Такого слова не было в словарях. Но от почтового клерка в Консульстве он узнал, что это распространенное в Турции мужское имя.
Его звали Джоном. Джон Бенедикт Харрис, американец.
В течение примерно получаса женщина стучала и звала его - или какого-то воображаемого Явуза. И все это время Джон сидел в кресле в пустой комнате, попивая кавак и наблюдая за движением паромов в черной воде между Кабатасом и Ушкюдаром, европейским и азиатскими берегами.
* * *
Впервые он увидел ее возле крепости Румели Хизар. Это случилось в один из первых дней после прибытия, когда он ходил записываться на курсы в Роберт-колледж. Заплатив за занятия и осмотрев библиотеку, он стал спускаться с другой стороны холма и сразу же увидел огромное величественное сооружение. Он не знал, как оно называется, потому что путеводитель остался в отеле. Во всяком случае, на берегу Босфора стояла древняя крепость - громада из серого камня с башнями и бойницами. Было бы неплохо ее сфотографировать. Но даже с такого большого расстояния крепость оказалась слишком велика и никак не помещалась в кадровую рамку видоискателя.
Он свернул с дороги на тропинку, которая петляла среди сухого пустырника и, судя по всему, огибала крепость.
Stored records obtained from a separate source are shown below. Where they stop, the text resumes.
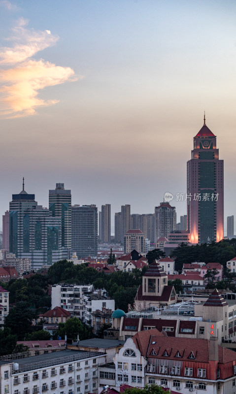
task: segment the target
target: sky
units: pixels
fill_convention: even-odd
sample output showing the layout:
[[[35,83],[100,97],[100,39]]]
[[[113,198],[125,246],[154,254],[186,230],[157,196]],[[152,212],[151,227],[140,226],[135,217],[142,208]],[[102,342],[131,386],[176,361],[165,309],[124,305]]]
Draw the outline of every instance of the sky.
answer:
[[[236,217],[236,68],[234,0],[0,0],[0,215],[23,176],[44,206],[56,182],[110,203],[112,228],[154,212],[186,193],[205,111]]]

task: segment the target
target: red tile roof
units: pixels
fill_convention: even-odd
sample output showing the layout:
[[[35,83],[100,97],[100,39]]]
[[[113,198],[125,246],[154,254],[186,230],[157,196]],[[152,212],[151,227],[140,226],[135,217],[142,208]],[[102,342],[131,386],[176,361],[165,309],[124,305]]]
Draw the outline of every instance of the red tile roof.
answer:
[[[145,357],[147,355],[148,346],[152,335],[155,337],[164,337],[166,338],[164,334],[160,332],[156,328],[147,329],[144,331],[140,331],[137,332],[133,337],[133,340],[137,348],[139,349],[141,354]]]
[[[174,263],[174,260],[173,260],[172,259],[170,259],[170,258],[168,256],[168,257],[164,257],[163,259],[158,260],[158,263]]]
[[[189,264],[188,263],[184,263],[183,265],[184,269],[194,269],[195,268],[200,268],[201,265],[199,264]]]
[[[202,278],[201,275],[198,274],[194,274],[193,272],[190,272],[189,274],[184,275],[169,275],[168,280],[174,280],[174,279],[181,279],[181,280],[204,280],[204,278]]]
[[[176,297],[170,297],[172,290],[174,292],[173,286],[165,286],[161,296],[143,296],[142,285],[140,285],[138,288],[135,299],[137,301],[149,301],[151,302],[163,301],[166,302],[170,300],[175,299]]]
[[[210,129],[207,127],[206,125],[203,125],[202,129],[199,131],[198,134],[194,137],[215,137],[216,136],[213,133]]]
[[[62,315],[65,317],[68,317],[71,315],[71,313],[61,306],[55,306],[53,309],[47,311],[43,315],[43,317],[61,317]]]

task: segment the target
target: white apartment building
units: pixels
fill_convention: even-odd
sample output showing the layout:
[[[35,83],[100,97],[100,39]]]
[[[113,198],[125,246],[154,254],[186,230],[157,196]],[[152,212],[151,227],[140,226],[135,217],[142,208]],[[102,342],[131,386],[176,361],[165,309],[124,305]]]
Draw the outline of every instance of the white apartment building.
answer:
[[[78,350],[10,357],[0,358],[0,392],[4,394],[97,393],[98,367],[105,361],[104,353]]]
[[[174,271],[174,260],[170,257],[164,257],[158,260],[158,263],[162,267],[163,271],[168,275],[173,275]]]
[[[227,262],[226,266],[232,272],[236,272],[236,257]]]
[[[100,297],[99,296],[92,295],[84,296],[83,298],[84,321],[86,324],[92,326],[93,312],[99,310],[101,311],[103,308],[115,310],[115,300],[109,297]]]
[[[52,286],[52,309],[61,306],[82,320],[84,295],[92,293],[93,290],[92,285],[54,285]]]
[[[9,292],[0,286],[0,325],[9,313]]]

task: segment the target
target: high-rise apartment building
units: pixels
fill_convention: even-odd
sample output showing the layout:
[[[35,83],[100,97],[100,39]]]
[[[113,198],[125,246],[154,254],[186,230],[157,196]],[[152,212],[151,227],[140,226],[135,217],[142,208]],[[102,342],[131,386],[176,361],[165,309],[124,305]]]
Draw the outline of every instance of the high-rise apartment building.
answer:
[[[72,249],[79,259],[98,255],[98,208],[72,206]]]
[[[62,246],[71,247],[71,193],[64,183],[57,183],[56,189],[49,190],[49,210],[53,217],[62,221]]]
[[[187,164],[187,191],[191,243],[219,242],[224,237],[224,161],[219,160],[216,137],[205,117]]]
[[[110,243],[111,241],[111,205],[106,204],[101,205],[101,236],[102,242]]]
[[[2,249],[9,250],[9,211],[2,215]]]
[[[38,205],[34,195],[24,189],[12,195],[9,203],[9,252],[30,259],[33,268],[55,262],[54,252],[61,247],[61,220]]]
[[[227,216],[227,237],[231,239],[234,235],[235,217]],[[4,248],[3,248],[4,249]]]
[[[124,252],[128,254],[135,249],[139,253],[145,253],[145,236],[142,231],[137,229],[128,230],[124,237]]]
[[[126,204],[121,205],[121,242],[124,242],[124,237],[131,228],[130,205]]]
[[[181,231],[186,231],[187,230],[187,215],[183,215],[182,216],[180,216],[180,230]]]
[[[121,242],[121,212],[115,213],[115,242]]]
[[[159,206],[155,207],[155,241],[160,237],[166,237],[176,229],[176,213],[175,207],[171,206],[169,202],[161,202]]]

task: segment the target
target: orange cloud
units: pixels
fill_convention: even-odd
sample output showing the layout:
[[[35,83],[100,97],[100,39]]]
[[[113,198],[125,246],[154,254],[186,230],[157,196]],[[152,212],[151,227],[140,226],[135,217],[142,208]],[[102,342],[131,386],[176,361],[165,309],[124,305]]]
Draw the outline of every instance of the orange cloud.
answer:
[[[4,117],[33,115],[39,106],[58,102],[56,99],[39,98],[38,91],[78,79],[69,67],[32,59],[39,51],[55,44],[58,37],[52,35],[48,30],[39,32],[27,30],[24,27],[26,23],[21,19],[14,29],[17,36],[14,38],[18,42],[13,47],[0,48],[0,64],[8,67],[10,65],[13,66],[0,71],[0,102],[2,108],[0,114]]]

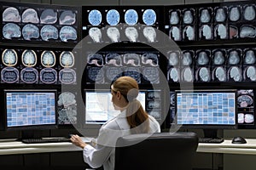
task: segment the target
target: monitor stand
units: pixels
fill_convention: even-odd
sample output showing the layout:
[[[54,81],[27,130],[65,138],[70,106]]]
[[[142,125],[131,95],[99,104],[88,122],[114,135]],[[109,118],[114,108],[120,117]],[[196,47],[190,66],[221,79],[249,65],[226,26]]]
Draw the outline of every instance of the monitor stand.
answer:
[[[206,139],[219,139],[217,136],[218,129],[203,129],[204,138]]]

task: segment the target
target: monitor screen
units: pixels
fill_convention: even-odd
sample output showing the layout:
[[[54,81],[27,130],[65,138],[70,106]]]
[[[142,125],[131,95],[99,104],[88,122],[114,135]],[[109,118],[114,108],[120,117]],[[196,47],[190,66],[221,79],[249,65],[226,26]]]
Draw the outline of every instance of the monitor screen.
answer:
[[[7,129],[51,128],[57,125],[56,90],[4,90]]]
[[[84,90],[85,99],[85,124],[103,124],[118,116],[120,111],[113,108],[111,101],[112,94],[109,89]],[[145,109],[146,92],[140,91],[137,99]]]
[[[236,90],[176,91],[177,125],[202,128],[235,128],[236,117]]]

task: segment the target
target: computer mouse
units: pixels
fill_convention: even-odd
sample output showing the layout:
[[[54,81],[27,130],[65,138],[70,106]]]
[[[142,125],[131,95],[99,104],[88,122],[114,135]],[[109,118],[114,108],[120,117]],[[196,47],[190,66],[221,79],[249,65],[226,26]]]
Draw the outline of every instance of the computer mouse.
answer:
[[[232,144],[246,144],[247,140],[241,137],[241,136],[236,136],[232,139]]]

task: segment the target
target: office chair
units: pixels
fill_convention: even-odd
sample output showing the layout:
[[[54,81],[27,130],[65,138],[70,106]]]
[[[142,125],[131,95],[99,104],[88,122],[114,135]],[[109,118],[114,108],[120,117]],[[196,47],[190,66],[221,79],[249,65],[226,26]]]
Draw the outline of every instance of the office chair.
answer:
[[[191,170],[198,146],[195,133],[132,134],[119,138],[114,170]]]

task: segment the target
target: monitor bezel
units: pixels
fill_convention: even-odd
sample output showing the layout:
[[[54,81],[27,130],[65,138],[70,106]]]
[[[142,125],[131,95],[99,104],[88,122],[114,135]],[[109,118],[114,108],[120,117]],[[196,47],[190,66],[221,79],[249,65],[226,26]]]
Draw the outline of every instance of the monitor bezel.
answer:
[[[235,94],[235,124],[177,124],[177,94],[179,93],[194,93],[194,92],[209,92],[209,93],[232,93]],[[175,125],[180,128],[192,129],[236,129],[237,128],[237,89],[194,89],[194,90],[175,90]]]
[[[15,126],[15,127],[8,127],[7,121],[7,100],[6,95],[8,93],[54,93],[55,94],[55,121],[53,124],[41,124],[41,125],[22,125],[22,126]],[[49,130],[49,129],[57,129],[58,128],[58,110],[57,110],[57,89],[4,89],[3,90],[4,96],[4,128],[6,131],[15,131],[15,130]]]

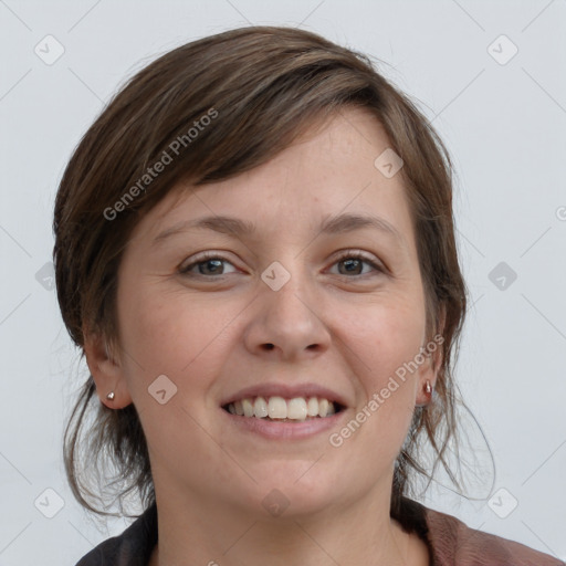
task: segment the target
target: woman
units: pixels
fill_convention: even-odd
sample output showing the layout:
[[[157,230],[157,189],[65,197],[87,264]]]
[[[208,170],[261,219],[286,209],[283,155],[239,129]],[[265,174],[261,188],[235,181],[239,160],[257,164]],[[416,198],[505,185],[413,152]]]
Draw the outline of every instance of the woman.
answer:
[[[86,133],[54,230],[91,371],[70,483],[103,513],[108,454],[146,507],[81,566],[558,564],[407,496],[455,438],[465,285],[446,149],[365,57],[285,28],[167,53]]]

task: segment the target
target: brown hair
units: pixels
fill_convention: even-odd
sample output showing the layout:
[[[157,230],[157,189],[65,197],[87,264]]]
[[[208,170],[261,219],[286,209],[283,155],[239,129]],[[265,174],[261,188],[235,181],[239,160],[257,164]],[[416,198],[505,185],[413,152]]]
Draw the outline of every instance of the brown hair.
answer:
[[[429,476],[419,461],[422,439],[436,453],[432,473],[441,462],[458,485],[446,452],[449,441],[458,440],[452,366],[467,290],[454,241],[448,151],[411,101],[367,56],[311,32],[253,27],[179,46],[143,69],[84,135],[61,180],[53,222],[57,297],[77,346],[84,345],[83,333],[93,332],[119,348],[117,270],[143,216],[180,179],[205,185],[258,167],[315,119],[353,105],[375,115],[403,159],[400,175],[417,234],[429,337],[440,329],[441,313],[446,315],[433,402],[415,410],[395,468],[391,516],[406,524],[409,472]],[[159,175],[149,175],[166,154],[172,157],[174,140],[178,155]],[[95,390],[90,376],[65,429],[65,470],[73,493],[88,510],[112,514],[87,501],[98,496],[87,480],[99,474],[102,460],[103,479],[108,480],[113,464],[116,482],[124,482],[117,490],[120,507],[136,492],[148,506],[155,491],[136,408],[108,409],[96,401]]]

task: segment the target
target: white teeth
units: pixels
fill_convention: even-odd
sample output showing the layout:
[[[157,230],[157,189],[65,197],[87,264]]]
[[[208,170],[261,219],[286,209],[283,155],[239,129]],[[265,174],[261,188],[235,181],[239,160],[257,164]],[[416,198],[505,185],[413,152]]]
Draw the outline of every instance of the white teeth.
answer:
[[[268,415],[270,416],[270,419],[286,419],[287,403],[285,399],[283,399],[283,397],[270,397]]]
[[[311,397],[306,403],[306,408],[308,417],[316,417],[318,415],[318,399],[316,397]]]
[[[263,397],[258,397],[253,403],[253,413],[259,419],[263,419],[268,416],[268,403]]]
[[[287,419],[306,419],[306,401],[302,397],[295,397],[287,401]]]
[[[318,401],[318,417],[326,417],[328,413],[328,399],[321,399]]]
[[[253,417],[253,403],[250,399],[242,399],[242,408],[244,417]]]
[[[316,397],[294,397],[284,399],[273,396],[244,398],[228,405],[228,411],[240,417],[255,417],[258,419],[279,419],[303,421],[307,418],[329,417],[336,412],[334,402]]]

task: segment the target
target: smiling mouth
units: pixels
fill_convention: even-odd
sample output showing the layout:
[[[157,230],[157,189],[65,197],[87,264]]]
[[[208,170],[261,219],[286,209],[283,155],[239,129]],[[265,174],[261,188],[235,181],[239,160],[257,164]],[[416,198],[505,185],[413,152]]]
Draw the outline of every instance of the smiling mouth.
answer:
[[[303,422],[323,419],[344,410],[344,407],[322,397],[245,397],[222,406],[222,409],[243,418],[279,422]]]

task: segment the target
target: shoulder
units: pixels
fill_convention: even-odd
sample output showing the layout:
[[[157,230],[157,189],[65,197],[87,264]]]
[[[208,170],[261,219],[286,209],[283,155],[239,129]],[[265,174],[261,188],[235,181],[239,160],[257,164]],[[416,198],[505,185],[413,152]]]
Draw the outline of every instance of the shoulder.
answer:
[[[434,566],[565,566],[515,541],[470,528],[459,518],[422,506]]]
[[[147,566],[156,543],[157,507],[154,503],[120,535],[95,546],[76,566]]]

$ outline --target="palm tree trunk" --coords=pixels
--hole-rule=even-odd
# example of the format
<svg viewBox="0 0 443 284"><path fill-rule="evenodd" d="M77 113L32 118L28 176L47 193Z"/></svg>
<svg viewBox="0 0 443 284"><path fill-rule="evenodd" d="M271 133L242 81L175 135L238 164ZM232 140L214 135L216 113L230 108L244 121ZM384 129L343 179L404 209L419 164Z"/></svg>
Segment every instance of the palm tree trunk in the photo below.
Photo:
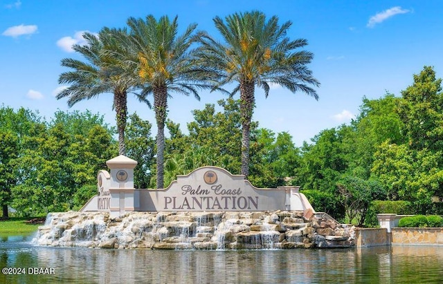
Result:
<svg viewBox="0 0 443 284"><path fill-rule="evenodd" d="M249 135L253 112L254 82L240 82L240 115L242 120L242 174L249 174Z"/></svg>
<svg viewBox="0 0 443 284"><path fill-rule="evenodd" d="M155 119L157 123L157 180L156 186L158 189L164 188L163 178L165 171L164 151L165 151L165 120L166 120L166 113L168 109L168 90L166 86L154 87L152 90L154 93L154 108L155 111Z"/></svg>
<svg viewBox="0 0 443 284"><path fill-rule="evenodd" d="M116 113L117 131L118 131L118 154L126 155L125 129L127 118L127 94L125 91L115 90L114 102Z"/></svg>

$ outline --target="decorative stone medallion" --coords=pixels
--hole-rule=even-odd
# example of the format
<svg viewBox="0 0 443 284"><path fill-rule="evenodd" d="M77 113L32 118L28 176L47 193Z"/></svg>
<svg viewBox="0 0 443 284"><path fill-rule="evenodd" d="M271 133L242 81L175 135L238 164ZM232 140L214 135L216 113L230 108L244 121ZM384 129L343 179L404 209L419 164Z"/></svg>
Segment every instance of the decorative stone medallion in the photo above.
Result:
<svg viewBox="0 0 443 284"><path fill-rule="evenodd" d="M208 171L203 176L203 180L208 184L213 184L217 182L217 173L213 171Z"/></svg>

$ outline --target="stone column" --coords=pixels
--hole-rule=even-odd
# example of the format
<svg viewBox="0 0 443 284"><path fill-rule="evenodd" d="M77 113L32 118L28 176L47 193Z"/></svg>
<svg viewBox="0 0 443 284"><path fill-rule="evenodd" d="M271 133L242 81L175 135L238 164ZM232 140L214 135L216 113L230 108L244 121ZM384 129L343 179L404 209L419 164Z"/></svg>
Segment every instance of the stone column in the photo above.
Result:
<svg viewBox="0 0 443 284"><path fill-rule="evenodd" d="M111 169L109 209L111 216L135 210L134 168L137 162L120 155L106 162Z"/></svg>
<svg viewBox="0 0 443 284"><path fill-rule="evenodd" d="M395 216L397 216L397 214L377 214L377 218L379 220L380 227L386 228L388 230L388 233L390 233L391 228L395 226Z"/></svg>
По мере того как он приближался к стенам, они вздымались все выше и выше. Едва ли у кого-нибудь возникала охота штурмовать такую твердыню.
Он увидел ее ярдов за пятьдесят. Женщина шла ему навстречу и несла большой сверток. Она была одета во множество пестрых застиранных тканей, какие носили все бедные женщины города, однако, в отличие от них, она почему-то не пыталась прикрыть свое лицо шалью, когда заметила постороннего мужчину.
Но возможно, причиной тому был сверток - нечто завернутое в газету и перевязанное бечевкой, - который делал этот жест стыдливости весьма затруднительным. Во всяком случае, едва взглянув, она тотчас опустила глаза.
Он сошел с тропинки, пропуская женщину, и она, проходя мимо, пробормотала какое-то слово по-турецки. Вероятно, "спасибо". Некоторое время он наблюдал за ней: не оглянется ли? Женщина не оглянулась.
Он брел по крутому, осыпающемуся склону холма вдоль крепостной стены и не находил входа. Забавно было думать, что входа может не оказаться вовсе. Со стороны пролива, между водой и навесными башнями, оставалась лишь узкая полоска шоссе.
Потрясающее сооружение.
Вход, который все же существовал, находился у центральной башни. Войти внутрь стоило пять лир, и еще две с половиной лиры требовалось заплатить за право фотографировать.
Из трех главных башен посетители допускались лишь в одну, расположенную в центре восточной стены, которая тянулась вдоль Босфора.
- 3
Джон чувствовал себя неважно и медленно поднимался по каменной лестнице. Камни для этих ступеней, очевидно, были позаимствованы из других строений. То и дело попадались фрагменты классического антаблемента или совершенно неуместные здесь резные изображения - какой-нибудь греческий крест или византийский орел. Каждая ступень напоминала о падении Константинополя. Лестница выходила на высокие деревянные мостки, примыкавшие к внутренней стене башни на высоте около шестидесяти футов. Слышалось хлопанье крыльев и воркование невидимых голубей; где-то ветер играл металлической дверью, открывая и закрывая ее. При желании в этом можно было усмотреть некие зловещие знаки.